Unlike traditional REST APIs which serialize data into text-based JSON, Flight is designed specifically for high-throughput data systems. This architectural choice provides Mosaico with three critical advantages:

Zero-Copy Serialization. Data is transmitted in the Arrow columnar format, the exact same format used in-memory by modern analytics tools like pandas and Polars. This eliminates the CPU-heavy cost of serializing and deserializing data at every hop.

Parallelized Transport. Operations are not bound to a single pipe; data transfer can be striped across multiple connections to saturate available bandwidth.

Snapshot-Based Schema Enforcement. Data types are not guessed, nor are they forced into a rigid global model. Instead, the protocol enforces a rigorous schema handshake that validates data against a specific schema snapshot stored with the sequence.

Resource Addressing

Mosaico treats every entity in the system, whether it's a Sequence or a Topic, as a uniquely addressable resource. These resources are identified by a Resource Locator, a uniform logical path that remains consistent across all channels.

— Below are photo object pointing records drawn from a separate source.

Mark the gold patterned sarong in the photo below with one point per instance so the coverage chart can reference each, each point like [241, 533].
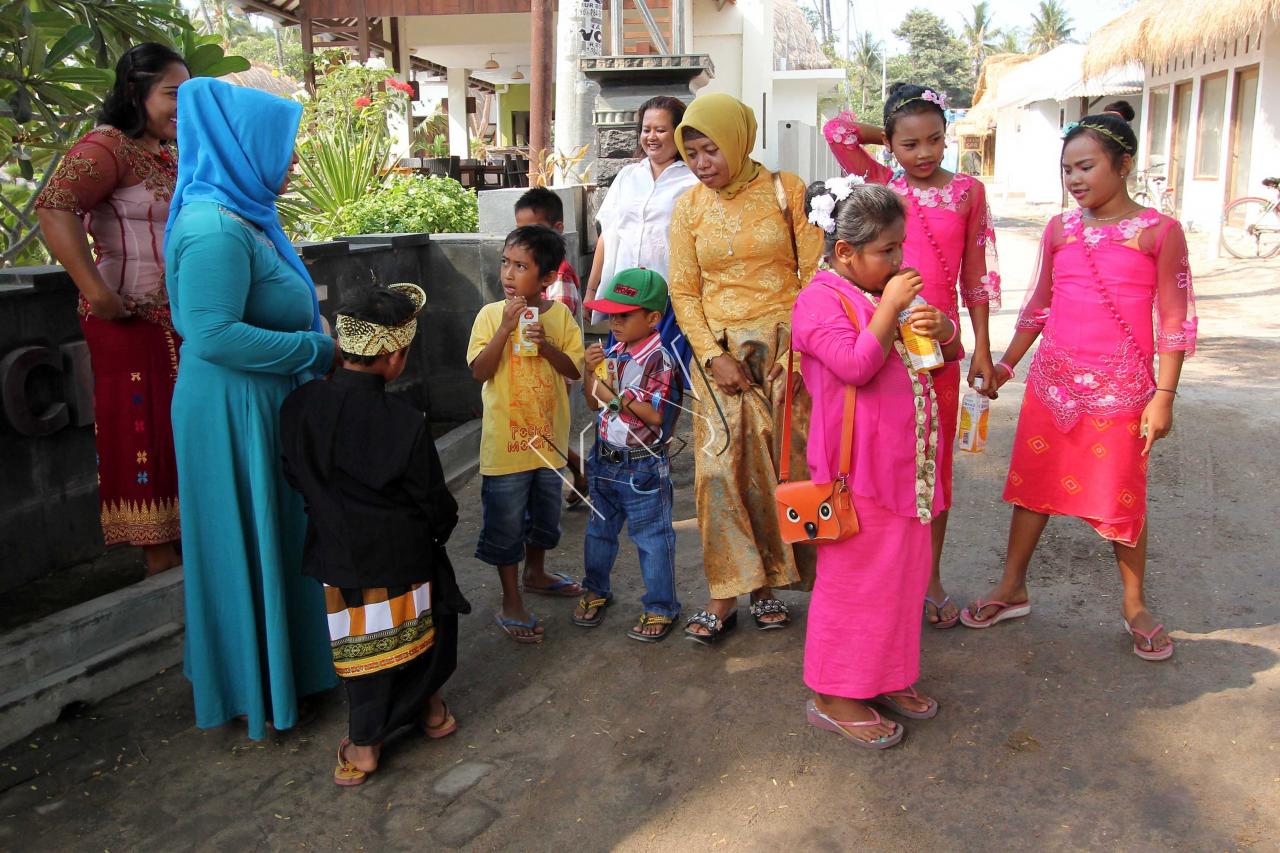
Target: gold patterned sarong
[743, 547]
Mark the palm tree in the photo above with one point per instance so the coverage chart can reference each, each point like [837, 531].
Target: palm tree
[1010, 42]
[979, 36]
[1051, 27]
[864, 63]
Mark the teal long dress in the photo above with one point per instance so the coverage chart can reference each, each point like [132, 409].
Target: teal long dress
[256, 629]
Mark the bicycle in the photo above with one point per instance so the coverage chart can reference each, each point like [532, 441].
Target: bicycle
[1153, 190]
[1251, 226]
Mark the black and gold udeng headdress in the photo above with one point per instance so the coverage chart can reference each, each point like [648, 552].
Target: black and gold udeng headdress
[364, 338]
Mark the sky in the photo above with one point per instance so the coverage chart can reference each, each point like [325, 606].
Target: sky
[881, 17]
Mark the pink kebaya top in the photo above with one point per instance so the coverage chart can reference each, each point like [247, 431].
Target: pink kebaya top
[1106, 299]
[833, 354]
[122, 192]
[949, 229]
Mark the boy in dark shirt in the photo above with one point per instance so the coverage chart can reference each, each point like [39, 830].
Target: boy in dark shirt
[379, 514]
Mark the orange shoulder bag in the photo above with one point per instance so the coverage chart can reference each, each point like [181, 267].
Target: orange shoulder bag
[812, 511]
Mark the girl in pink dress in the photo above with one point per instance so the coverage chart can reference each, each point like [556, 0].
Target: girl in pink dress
[1093, 405]
[949, 240]
[863, 641]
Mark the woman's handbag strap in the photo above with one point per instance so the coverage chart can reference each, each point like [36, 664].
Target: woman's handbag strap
[846, 428]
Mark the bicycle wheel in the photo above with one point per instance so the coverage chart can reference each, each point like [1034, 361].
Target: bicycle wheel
[1251, 228]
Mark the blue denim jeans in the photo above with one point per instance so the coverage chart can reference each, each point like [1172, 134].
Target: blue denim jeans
[519, 510]
[638, 493]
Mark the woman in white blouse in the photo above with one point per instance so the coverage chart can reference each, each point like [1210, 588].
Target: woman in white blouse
[635, 215]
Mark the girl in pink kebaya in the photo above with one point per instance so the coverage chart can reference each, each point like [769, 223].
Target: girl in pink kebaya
[1093, 405]
[949, 240]
[863, 641]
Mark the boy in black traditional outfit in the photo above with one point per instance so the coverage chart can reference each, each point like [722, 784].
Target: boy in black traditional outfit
[379, 514]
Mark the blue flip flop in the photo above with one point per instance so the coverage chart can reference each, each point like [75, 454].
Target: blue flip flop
[563, 587]
[507, 624]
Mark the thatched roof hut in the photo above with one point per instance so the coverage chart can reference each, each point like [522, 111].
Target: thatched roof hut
[1159, 30]
[982, 115]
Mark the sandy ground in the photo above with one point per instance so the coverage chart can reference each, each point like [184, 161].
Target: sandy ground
[1052, 737]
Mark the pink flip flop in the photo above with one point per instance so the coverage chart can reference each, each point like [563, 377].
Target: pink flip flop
[887, 702]
[942, 624]
[821, 720]
[1004, 611]
[1157, 655]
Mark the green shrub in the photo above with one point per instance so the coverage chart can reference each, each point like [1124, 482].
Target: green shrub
[410, 204]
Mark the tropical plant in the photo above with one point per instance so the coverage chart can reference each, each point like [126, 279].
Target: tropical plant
[1051, 26]
[343, 145]
[935, 58]
[55, 68]
[410, 204]
[1010, 41]
[560, 167]
[979, 35]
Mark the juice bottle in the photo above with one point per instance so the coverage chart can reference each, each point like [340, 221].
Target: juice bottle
[974, 410]
[522, 346]
[924, 352]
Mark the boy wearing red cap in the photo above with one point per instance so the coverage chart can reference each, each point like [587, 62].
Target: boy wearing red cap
[629, 471]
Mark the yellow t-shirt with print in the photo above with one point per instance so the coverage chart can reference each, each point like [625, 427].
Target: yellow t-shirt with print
[525, 402]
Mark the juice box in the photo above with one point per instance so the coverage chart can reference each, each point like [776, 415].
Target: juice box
[522, 346]
[974, 411]
[924, 352]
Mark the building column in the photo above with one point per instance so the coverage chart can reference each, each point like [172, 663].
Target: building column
[579, 33]
[540, 86]
[460, 140]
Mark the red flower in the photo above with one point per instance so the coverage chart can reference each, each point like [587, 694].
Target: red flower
[405, 87]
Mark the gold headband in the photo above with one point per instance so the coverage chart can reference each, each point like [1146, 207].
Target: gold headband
[365, 338]
[1104, 131]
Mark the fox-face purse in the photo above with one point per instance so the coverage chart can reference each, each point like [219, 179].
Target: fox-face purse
[810, 511]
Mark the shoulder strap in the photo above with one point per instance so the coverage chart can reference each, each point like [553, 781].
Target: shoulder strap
[846, 428]
[781, 195]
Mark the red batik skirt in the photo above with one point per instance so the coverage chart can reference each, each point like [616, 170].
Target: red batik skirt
[135, 368]
[1095, 470]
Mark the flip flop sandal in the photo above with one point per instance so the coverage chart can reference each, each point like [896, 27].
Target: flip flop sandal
[942, 624]
[507, 624]
[821, 720]
[764, 606]
[1150, 653]
[1004, 611]
[563, 587]
[346, 774]
[890, 703]
[712, 623]
[589, 603]
[647, 619]
[448, 726]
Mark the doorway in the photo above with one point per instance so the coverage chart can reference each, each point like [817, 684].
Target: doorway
[1178, 145]
[1244, 109]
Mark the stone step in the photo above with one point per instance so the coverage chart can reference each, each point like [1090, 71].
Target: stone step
[37, 703]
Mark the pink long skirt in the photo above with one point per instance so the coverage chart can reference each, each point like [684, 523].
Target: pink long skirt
[1095, 471]
[863, 635]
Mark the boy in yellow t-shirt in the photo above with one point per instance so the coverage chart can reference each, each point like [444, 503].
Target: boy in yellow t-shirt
[525, 425]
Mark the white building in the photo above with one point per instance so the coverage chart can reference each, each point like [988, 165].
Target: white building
[1034, 103]
[1211, 95]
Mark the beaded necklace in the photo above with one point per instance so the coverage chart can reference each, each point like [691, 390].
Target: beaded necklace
[926, 429]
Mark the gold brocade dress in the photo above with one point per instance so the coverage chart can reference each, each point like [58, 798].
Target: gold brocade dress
[732, 283]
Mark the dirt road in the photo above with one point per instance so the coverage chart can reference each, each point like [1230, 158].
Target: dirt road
[1052, 737]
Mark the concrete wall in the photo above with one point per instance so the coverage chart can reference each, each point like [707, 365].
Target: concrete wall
[49, 516]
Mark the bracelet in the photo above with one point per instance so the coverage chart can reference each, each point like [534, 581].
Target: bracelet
[955, 331]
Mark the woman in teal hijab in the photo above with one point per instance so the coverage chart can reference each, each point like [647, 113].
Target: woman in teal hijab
[246, 309]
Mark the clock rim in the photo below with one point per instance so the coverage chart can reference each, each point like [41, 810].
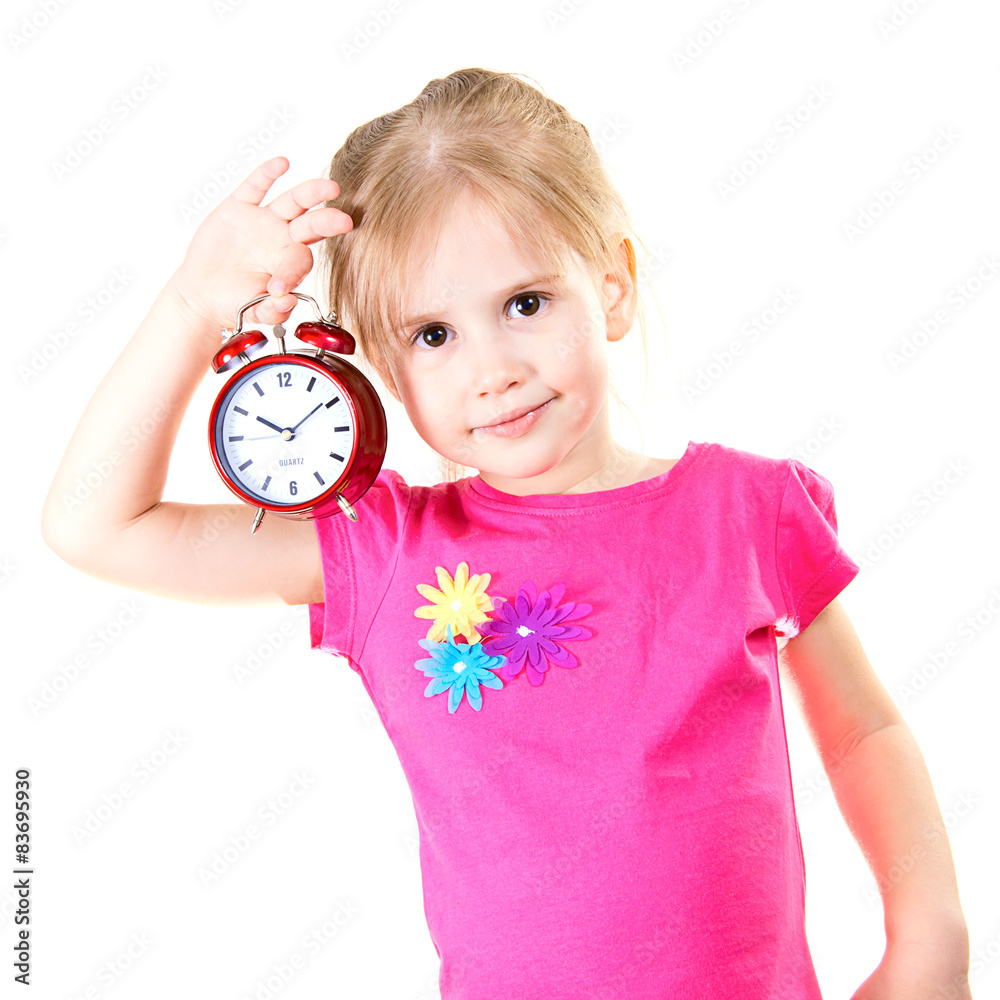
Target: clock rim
[306, 361]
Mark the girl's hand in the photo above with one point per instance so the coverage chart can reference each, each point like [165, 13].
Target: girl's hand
[242, 249]
[929, 970]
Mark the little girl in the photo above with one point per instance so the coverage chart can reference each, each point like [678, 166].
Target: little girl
[575, 651]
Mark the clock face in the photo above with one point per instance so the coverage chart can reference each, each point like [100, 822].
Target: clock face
[285, 432]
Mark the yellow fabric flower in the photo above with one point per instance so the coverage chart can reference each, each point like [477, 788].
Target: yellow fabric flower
[460, 602]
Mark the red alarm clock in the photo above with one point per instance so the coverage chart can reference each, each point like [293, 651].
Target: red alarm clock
[301, 434]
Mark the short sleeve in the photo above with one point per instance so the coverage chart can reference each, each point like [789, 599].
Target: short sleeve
[358, 559]
[812, 566]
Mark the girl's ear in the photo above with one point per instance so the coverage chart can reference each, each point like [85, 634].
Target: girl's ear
[621, 301]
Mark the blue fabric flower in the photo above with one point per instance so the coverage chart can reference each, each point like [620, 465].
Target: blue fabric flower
[458, 668]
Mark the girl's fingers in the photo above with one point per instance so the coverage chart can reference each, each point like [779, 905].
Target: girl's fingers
[292, 203]
[293, 263]
[317, 225]
[256, 185]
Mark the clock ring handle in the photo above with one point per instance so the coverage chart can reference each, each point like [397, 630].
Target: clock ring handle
[332, 318]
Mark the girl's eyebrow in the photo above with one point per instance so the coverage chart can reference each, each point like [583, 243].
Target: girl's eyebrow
[535, 279]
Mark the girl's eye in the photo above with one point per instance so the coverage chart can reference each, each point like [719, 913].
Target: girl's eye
[433, 330]
[532, 302]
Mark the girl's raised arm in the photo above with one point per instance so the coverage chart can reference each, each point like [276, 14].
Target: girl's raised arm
[123, 531]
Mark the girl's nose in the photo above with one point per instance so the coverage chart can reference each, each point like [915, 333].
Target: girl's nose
[496, 363]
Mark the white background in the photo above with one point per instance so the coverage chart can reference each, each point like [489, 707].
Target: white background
[818, 383]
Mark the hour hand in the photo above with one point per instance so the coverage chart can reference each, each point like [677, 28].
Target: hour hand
[268, 423]
[306, 417]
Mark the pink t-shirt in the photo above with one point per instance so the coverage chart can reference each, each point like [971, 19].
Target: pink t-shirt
[599, 770]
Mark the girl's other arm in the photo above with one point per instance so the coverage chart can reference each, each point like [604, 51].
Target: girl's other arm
[884, 792]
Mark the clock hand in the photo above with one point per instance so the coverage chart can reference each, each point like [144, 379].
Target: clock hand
[305, 418]
[269, 424]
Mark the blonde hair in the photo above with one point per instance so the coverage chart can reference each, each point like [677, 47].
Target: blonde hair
[522, 155]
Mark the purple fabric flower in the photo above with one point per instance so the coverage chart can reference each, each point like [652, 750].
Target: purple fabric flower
[530, 631]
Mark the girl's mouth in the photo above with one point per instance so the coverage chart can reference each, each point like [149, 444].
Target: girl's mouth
[517, 427]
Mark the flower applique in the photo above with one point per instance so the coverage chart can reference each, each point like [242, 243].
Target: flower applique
[526, 634]
[530, 631]
[459, 668]
[461, 603]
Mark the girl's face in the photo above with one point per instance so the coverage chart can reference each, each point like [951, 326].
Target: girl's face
[487, 334]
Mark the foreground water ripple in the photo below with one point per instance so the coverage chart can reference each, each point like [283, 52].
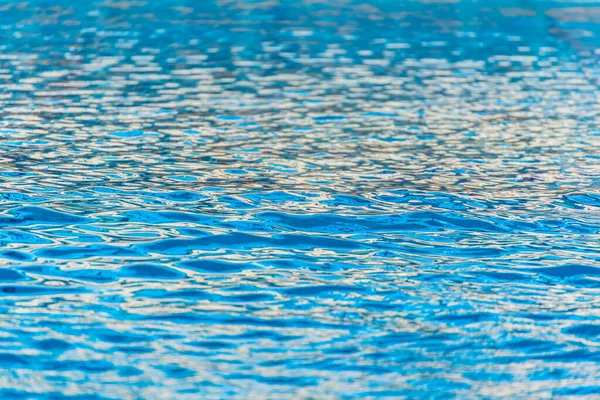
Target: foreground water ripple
[299, 199]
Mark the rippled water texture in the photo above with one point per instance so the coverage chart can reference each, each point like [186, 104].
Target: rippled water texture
[299, 199]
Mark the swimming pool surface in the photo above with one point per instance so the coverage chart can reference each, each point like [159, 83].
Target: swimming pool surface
[299, 199]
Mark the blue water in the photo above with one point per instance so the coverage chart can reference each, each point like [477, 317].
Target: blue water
[299, 199]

Mosaico uses two types of resource locators:

  • A Sequence Locator identifies a recording session by its sequence name (e.g., run_2023_01).
  • A Topic Locator identifies a specific data stream using a hierarchical path that includes the sequence name and topic path (e.g., run_2023_01/sensors/lidar_front).

Storage Architecture

mosaicod uses an RDBMS to perform fast queries on metadata, manage system state such as sequence and topic definitions, and handle the event queue for processing asynchronous tasks like background data processing or notifications. An object store (such as S3, MinIO, or local filesystem) provides long-term storage for resilience and durability, holding the bulk sensor data, images, point clouds, and immutable schema snapshots that define data structures.

info

The RDBMS system is not strictly required for data durability.

If the metadata database is corrupted or destroyed, mosaicod can rebuild the entire catalog by rescanning the durable object storage. This design ensures that while the DBMS is used to create relations between datasets, the store guarantees long-term durability and recovery, protecting your data against catastrophic infrastructure failure.

The Mosaico Protocol

Arrow Flight provides the transport layer, but it is intentionally generic — it knows nothing about sequences, topics, schemas, or the semantics of a robotics recording. mosaicod builds its own protocol on top of it: a structured set of commands and message formats that map the Flight primitives onto Mosaico's data model.

This protocol defines how a client opens a recording session, registers a topic with its schema, streams typed data into a sequence, and later queries or retrieves that data. It handles the schema handshake that ties a write to a specific snapshot, the resource locators that address sequences and topics uniformly, and the metadata exchanges that keep the catalog consistent.

The protocol is designed around the constraints of robotics workloads: high-frequency writes from multiple concurrent producers, reads that may span long time ranges, and the need to mix small structured messages (like joint states) with large binary payloads (like compressed images or point clouds) within the same session.

SDKs

Because the Mosaico protocol is built on top of Flight and gRPC, interacting with mosaicod directly would require assembling low-level RPC calls and manually constructing the message formats the daemon expects. The Mosaico SDKs remove this entirely.

The SDKs speak the protocol natively — they handle connection management, schema registration, the Arrow serialization, and the correct sequencing of operations. From the client's perspective, writing a topic or querying a sequence is a straightforward API call; the protocol details are fully abstracted away.

Currently, Mosaico provides an SDK for Python, with additional language support planned. The Python SDK is the primary interface for data ingestion, retrieval, and integration with the broader robotics and data science ecosystem.